Virtually any damaged suit could be repaired more easily than complete new armor could be constructed. The result would be a battlesuit whose quality was lower than the virgin unit before high-amplitude currents surged through its circuitry; but it would do for somebody to wear.

There had been battles where the margin of victory was one warrior more or less in the line.

"Left her heart and lost my own," Hansen whispered as cold trickles of rain ran down his spine. " 'Adiós, mi corazón. . . .' "

The red lantern swung under the archway at the mammoth's smooth, ground-devouring stride.

Much of the armor that had gone out of Frekka whole was returning gouged with molten fury, and freemen led strings of ponies whose riders had gone to North or Hell in a great pyre after the battle. The dead men's families waited inside the gate, hoping against hope. . . .

"You weren't responsible, sir. You weren't in charge."

"I was there, Arnor," Hansen said. "Don't tell me I wasn't responsible."

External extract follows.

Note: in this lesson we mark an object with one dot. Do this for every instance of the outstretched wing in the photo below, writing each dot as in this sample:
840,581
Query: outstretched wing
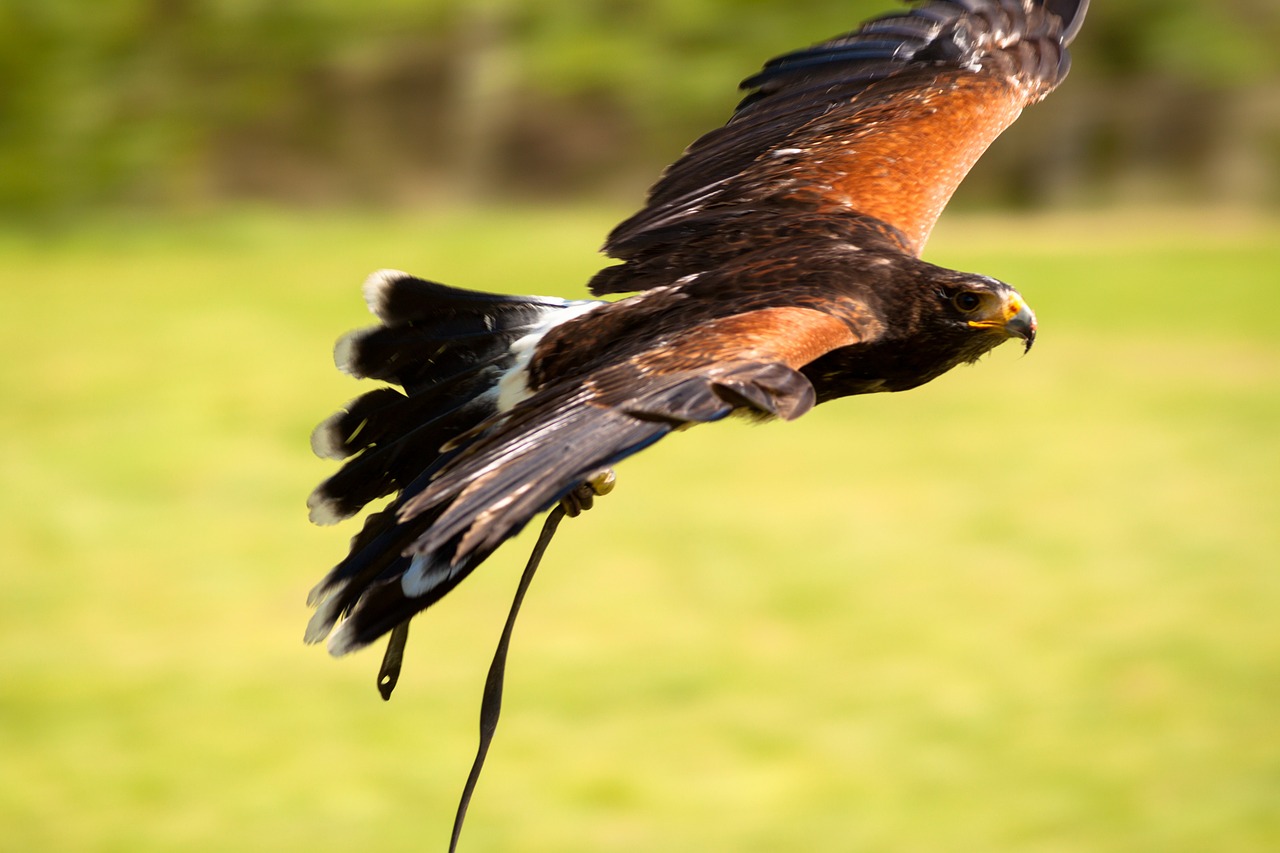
882,123
520,463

Fathers with stiff faces and dry eyes. Sons trying to copy the old men, succeeding well enough but not understanding why it had had to happen to their father.

Hansen knew why it had happened. It had happened because Nils Hansen hadn't been good enough to stop it from happening.

Culbreth laid his fingers on the back of Hansen's hand.

Hansen jumped. He hadn't heard Culbreth cluck his pony closer. He hadn't realized how hard he was gripping the saddlehorn until the other warrior touched him, either.

"Yeah," said Hansen. "Let's go"

He nudged the pony with his heels. "Somebody's got to explain to King Prandia why the Searchers took so many of his men," he muttered, "and it may as well be me."